Medium: UNHCR tent fabric, Paint, safety pins, wood frame, and HD video one channel.
Size: Dimensions variable,
Installation view at MARS Gallery & UTS Gallery, Australia, (L 400 cmx H 200 cm x W: 200 cm)
“The Patterns of Displacement” is an immersive social installation realized with the community of Arbat Refugee Camp, in the Kurdistan region of Iraq. Focusing on the plight of its youth, this ‘tent’ reveals the names of over 280 children whose identities are largely writ invisible, within a political landscape of ongoing international calamity. As an artwork of testimony, its nature (components in pieces that are put back together randomly each time it is displayed) is representative of a collective cultural body (refugees) with little control over their fate and mobility, reduced to a statistic. Rushdi Anwar reveals the dehumanizing reality of these people, his artwork a beacon of hope in increasing awareness of their fragile existence.
From September 2016 to February 2017, I worked in several refugee camps in the Kurdistan region of Iraq. I encountered refugees from a diversity of backgrounds (Yazidi, Christian, Shabak, Sunni, Kurdish, Arab, Syrian and other minorities). The projects that I produced within the camps focused on the daily living conditions of the refugees.
For “The Patterns of Displacement”, I used a discarded official UNHCR (United Nations High Commissioner for Refugees) refugee tent that I found in Arbat refugee camp. The tent is a common object in everyday life and marks a place of family gathering and living in the camp. A refugee tailor who lived in the camp cut this tent into 285 pieces.

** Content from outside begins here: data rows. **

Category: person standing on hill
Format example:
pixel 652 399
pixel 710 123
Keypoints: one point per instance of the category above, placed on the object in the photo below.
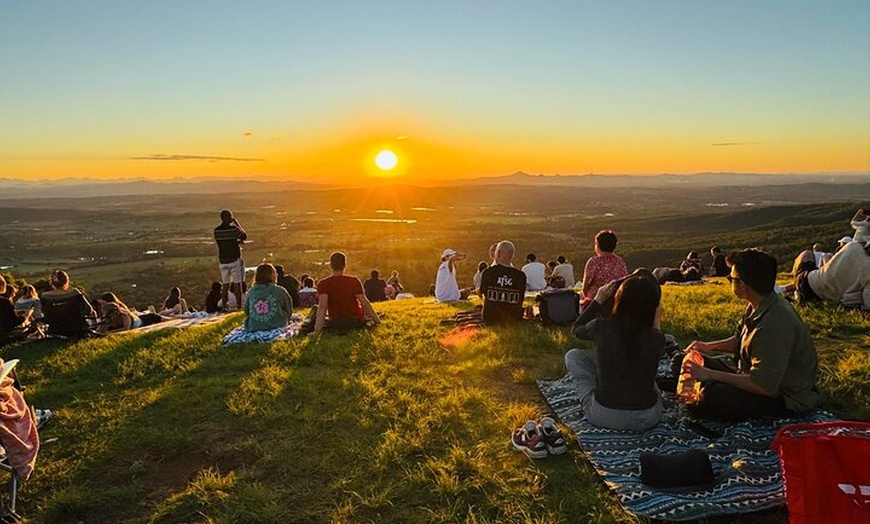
pixel 375 287
pixel 503 288
pixel 229 237
pixel 446 286
pixel 288 282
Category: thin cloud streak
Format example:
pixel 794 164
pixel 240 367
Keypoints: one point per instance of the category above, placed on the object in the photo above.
pixel 197 157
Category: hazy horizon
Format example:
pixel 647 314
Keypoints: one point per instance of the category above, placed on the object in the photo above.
pixel 108 90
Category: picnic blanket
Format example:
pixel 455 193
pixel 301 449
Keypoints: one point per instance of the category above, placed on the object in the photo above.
pixel 182 322
pixel 747 471
pixel 240 336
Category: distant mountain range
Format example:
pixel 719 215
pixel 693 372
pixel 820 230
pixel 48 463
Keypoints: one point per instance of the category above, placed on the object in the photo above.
pixel 11 188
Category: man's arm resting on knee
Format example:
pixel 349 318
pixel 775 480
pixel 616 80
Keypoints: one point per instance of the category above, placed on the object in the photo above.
pixel 728 345
pixel 320 321
pixel 738 380
pixel 368 309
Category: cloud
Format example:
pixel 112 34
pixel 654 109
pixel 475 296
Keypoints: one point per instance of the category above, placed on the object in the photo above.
pixel 197 157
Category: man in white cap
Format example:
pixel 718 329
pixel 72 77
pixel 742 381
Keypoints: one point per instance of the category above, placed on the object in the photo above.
pixel 446 286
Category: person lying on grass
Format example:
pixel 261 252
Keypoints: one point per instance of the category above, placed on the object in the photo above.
pixel 341 297
pixel 12 323
pixel 175 304
pixel 618 390
pixel 115 314
pixel 774 366
pixel 267 305
pixel 844 279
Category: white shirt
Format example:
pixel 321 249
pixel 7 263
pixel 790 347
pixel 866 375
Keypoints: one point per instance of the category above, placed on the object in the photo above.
pixel 847 272
pixel 565 271
pixel 535 276
pixel 446 288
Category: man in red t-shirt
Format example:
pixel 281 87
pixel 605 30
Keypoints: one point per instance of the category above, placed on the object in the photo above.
pixel 342 298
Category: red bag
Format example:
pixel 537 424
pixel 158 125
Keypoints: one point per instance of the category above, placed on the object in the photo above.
pixel 826 471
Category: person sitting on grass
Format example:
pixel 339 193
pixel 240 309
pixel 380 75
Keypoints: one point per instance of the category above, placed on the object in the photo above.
pixel 13 325
pixel 394 281
pixel 536 273
pixel 774 366
pixel 66 309
pixel 619 390
pixel 341 298
pixel 213 298
pixel 603 267
pixel 375 287
pixel 115 315
pixel 175 304
pixel 267 305
pixel 565 270
pixel 503 288
pixel 692 260
pixel 861 223
pixel 475 280
pixel 308 293
pixel 29 301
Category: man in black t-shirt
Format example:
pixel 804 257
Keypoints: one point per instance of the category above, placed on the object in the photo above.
pixel 503 287
pixel 375 287
pixel 229 237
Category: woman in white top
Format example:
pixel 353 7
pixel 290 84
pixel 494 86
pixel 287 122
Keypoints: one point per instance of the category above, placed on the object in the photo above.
pixel 446 287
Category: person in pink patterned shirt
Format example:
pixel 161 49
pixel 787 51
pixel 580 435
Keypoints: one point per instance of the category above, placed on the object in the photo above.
pixel 603 267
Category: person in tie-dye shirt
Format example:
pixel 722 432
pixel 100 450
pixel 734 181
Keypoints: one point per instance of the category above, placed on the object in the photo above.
pixel 603 267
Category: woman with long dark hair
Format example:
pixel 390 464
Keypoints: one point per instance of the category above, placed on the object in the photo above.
pixel 617 389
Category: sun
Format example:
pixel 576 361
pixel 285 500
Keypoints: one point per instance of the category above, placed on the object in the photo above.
pixel 386 160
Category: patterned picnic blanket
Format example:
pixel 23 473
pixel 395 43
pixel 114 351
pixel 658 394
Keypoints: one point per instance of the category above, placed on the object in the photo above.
pixel 183 322
pixel 240 336
pixel 747 470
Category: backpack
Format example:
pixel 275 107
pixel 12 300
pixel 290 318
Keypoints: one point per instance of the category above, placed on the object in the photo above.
pixel 558 307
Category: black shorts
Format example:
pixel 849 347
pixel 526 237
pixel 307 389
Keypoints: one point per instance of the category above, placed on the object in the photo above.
pixel 802 284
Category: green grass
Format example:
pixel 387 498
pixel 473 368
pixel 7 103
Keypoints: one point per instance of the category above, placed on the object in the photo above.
pixel 406 423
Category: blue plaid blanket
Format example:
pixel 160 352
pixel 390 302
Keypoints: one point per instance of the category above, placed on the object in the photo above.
pixel 240 336
pixel 747 471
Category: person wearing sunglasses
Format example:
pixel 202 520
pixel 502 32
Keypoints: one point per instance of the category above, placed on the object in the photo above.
pixel 774 365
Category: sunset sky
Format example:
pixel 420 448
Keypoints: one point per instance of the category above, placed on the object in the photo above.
pixel 313 90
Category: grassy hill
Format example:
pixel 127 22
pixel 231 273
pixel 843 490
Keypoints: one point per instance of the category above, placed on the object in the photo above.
pixel 406 423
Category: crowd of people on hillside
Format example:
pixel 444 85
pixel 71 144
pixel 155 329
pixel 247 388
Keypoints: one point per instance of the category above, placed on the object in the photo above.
pixel 770 363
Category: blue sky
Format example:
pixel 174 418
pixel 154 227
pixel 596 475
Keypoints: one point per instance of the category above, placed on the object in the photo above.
pixel 561 86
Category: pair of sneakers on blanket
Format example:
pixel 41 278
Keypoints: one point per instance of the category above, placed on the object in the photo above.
pixel 539 440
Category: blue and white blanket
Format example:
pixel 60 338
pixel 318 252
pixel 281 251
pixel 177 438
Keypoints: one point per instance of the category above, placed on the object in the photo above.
pixel 240 336
pixel 747 471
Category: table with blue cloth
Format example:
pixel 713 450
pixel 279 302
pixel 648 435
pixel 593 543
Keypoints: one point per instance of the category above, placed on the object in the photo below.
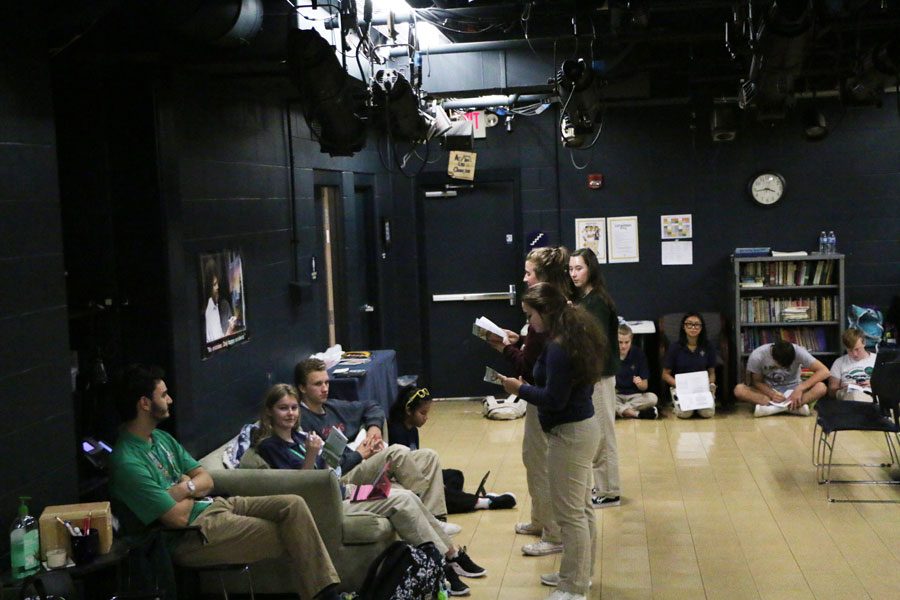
pixel 379 384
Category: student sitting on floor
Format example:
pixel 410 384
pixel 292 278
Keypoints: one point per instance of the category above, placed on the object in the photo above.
pixel 632 398
pixel 775 384
pixel 851 374
pixel 281 444
pixel 410 412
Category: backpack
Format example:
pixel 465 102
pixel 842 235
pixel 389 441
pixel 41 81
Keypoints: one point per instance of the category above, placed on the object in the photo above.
pixel 503 409
pixel 404 572
pixel 869 321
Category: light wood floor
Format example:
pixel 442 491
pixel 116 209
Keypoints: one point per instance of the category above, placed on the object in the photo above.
pixel 722 508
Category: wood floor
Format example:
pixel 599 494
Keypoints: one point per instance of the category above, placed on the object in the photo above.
pixel 722 508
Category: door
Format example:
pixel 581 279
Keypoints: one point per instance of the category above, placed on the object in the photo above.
pixel 472 265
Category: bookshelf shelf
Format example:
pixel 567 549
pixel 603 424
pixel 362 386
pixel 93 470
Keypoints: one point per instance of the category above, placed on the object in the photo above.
pixel 811 286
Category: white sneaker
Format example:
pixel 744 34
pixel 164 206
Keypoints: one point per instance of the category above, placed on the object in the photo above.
pixel 552 579
pixel 541 548
pixel 560 595
pixel 450 528
pixel 767 410
pixel 528 529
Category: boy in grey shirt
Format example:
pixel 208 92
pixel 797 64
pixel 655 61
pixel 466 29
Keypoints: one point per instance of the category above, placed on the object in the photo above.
pixel 775 384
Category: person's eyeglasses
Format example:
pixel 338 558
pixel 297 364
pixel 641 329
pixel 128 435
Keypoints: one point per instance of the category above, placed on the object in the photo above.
pixel 419 393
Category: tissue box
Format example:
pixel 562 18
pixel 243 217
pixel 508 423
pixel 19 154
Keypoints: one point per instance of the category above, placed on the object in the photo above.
pixel 55 535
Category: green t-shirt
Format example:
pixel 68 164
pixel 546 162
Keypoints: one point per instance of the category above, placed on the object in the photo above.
pixel 141 472
pixel 609 323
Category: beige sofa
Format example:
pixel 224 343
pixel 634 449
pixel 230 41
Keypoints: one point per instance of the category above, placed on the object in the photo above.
pixel 353 541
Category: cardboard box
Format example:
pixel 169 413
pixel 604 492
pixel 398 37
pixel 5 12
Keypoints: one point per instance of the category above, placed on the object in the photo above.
pixel 55 535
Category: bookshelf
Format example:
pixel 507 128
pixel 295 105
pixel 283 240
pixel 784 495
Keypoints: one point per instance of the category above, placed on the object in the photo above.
pixel 798 298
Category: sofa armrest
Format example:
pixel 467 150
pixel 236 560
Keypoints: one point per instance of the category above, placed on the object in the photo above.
pixel 320 490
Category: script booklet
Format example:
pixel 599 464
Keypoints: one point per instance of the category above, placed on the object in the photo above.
pixel 333 448
pixel 492 376
pixel 693 390
pixel 484 326
pixel 380 488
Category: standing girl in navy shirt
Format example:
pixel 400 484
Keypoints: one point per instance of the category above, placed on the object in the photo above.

On each piece at least one name appears. These are the hand-written names (in Kurdish and Arabic) of children who live, and attend the camp school, in this camp. These pieces of tent are joined together by safety pins, stretched over a wooden frame that returns this material to its original form – a rectangular tent. The audience is invited to walk in to this tent; at its rear is a single channel television with a twenty-minute video showing the production process of making the work. The ambient sound that emits from this video shares the sounds of children talking excitedly about how to write, of people in the background praying or children kicking balls in the dirt. Most of the youth have been in the camp for two to eight years and have been through serious trauma. They hoped for many things, but there is not much for them there.
This project has been assisted by the Australian Government through the Australia Council for the Arts, its arts funding and advisory body. It has also been supported by the Victorian Government through Creative Victoria.